The Case for SEO First
SEO builds an asset. Every piece of content you rank, every backlink you earn, every technical improvement you make compounds over time. Unlike paid ads that stop delivering the moment you stop paying, a well-executed SEO strategy creates a stream of organic traffic that pays dividends for years.
For businesses in competitive markets — legal, medical, real estate, professional services — ranking on page one for high-intent keywords is equivalent to owning premium retail real estate. The difference is that once you're there, the ongoing cost is marginal compared to what those leads would cost through paid channels.
The key caveat: SEO takes time. You won't see significant organic traffic from a new SEO campaign in the first 1–3 months. If your business has an urgent need for leads right now, SEO alone won't solve it. If you can invest for 6–12 months, the ROI typically far exceeds any other marketing channel.
The Case for PPC First
Paid advertising delivers results from day one. A well-built Google Ads campaign can generate qualified enquiries within 48 hours of launch. For a new business, a business entering a new market, or any situation where cash flow depends on immediate lead generation, PPC is often the right starting point.

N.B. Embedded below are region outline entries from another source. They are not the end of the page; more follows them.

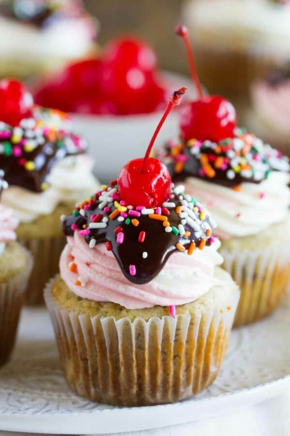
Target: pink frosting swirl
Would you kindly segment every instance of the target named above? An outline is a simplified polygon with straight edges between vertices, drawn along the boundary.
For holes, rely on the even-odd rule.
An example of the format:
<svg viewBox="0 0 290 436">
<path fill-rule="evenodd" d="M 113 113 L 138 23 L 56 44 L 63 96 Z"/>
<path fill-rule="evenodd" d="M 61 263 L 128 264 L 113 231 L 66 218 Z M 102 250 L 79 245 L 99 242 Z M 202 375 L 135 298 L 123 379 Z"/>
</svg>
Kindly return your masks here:
<svg viewBox="0 0 290 436">
<path fill-rule="evenodd" d="M 178 305 L 194 301 L 219 283 L 214 276 L 215 265 L 222 262 L 216 251 L 218 241 L 191 256 L 173 253 L 161 273 L 146 285 L 128 280 L 105 244 L 89 248 L 76 231 L 67 242 L 61 257 L 61 275 L 71 291 L 83 298 L 109 301 L 128 309 Z"/>
<path fill-rule="evenodd" d="M 0 242 L 15 241 L 14 230 L 18 223 L 17 218 L 13 216 L 12 210 L 0 205 Z"/>
</svg>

PPC also gives you invaluable data: which keywords convert, which audiences respond, which offers land. That data directly informs your SEO content strategy — meaning a period of PPC investment can actually make your subsequent SEO work more effective and efficient.
The key caveat: PPC requires ongoing spend to keep generating results. When you scale budgets in a competitive market, costs can escalate. And unlike SEO, turning off the budget means immediately losing all that traffic. PPC is a rental; SEO is ownership.
When to Run Both
This is the answer for most established businesses with a reasonable marketing budget. Here's why the combination works so powerfully: studies consistently show that brands appearing in both organic and paid results enjoy significantly higher click-through-rates than either channel alone. Consumers see your brand twice on the same page — once in the paid results and once in organic — which dramatically increases trust and the likelihood of clicking.
Additionally, your PPC data accelerates your SEO strategy. You discover your highest-converting keywords through paid search in weeks; without PPC data, that discovery through organic testing alone would take many months.
The DigiWolf Recommendation
- New business or new to digital: Start with Google Ads for immediate leads; simultaneously begin SEO so organic traffic starts building. Expect to transition more budget to SEO after 6–12 months.
- Established business, limited budget: Assess your timeline. If you can wait for results, SEO delivers far superior long-term ROI. If you need leads now, PPC first.
- Established business, healthy budget: Run both in parallel. Assign roughly 60% of budget to whichever channel delivers lower cost-per-lead for your specific business, and 40% to the other.
- eCommerce: Google Shopping and Meta ads almost always deliver the fastest ROI; SEO for category and product pages compounds significantly from year 2 onwards.
📊 Real example: One of our clients (a Sydney-based trades business) was spending $6,000/month on Google Ads at a $120 cost per lead. After 8 months of concurrent SEO investment, their organic leads grew to match their paid volume — effectively halving their blended cost per lead to $60. The SEO investment paid for itself completely within 14 months and has compounded every month since.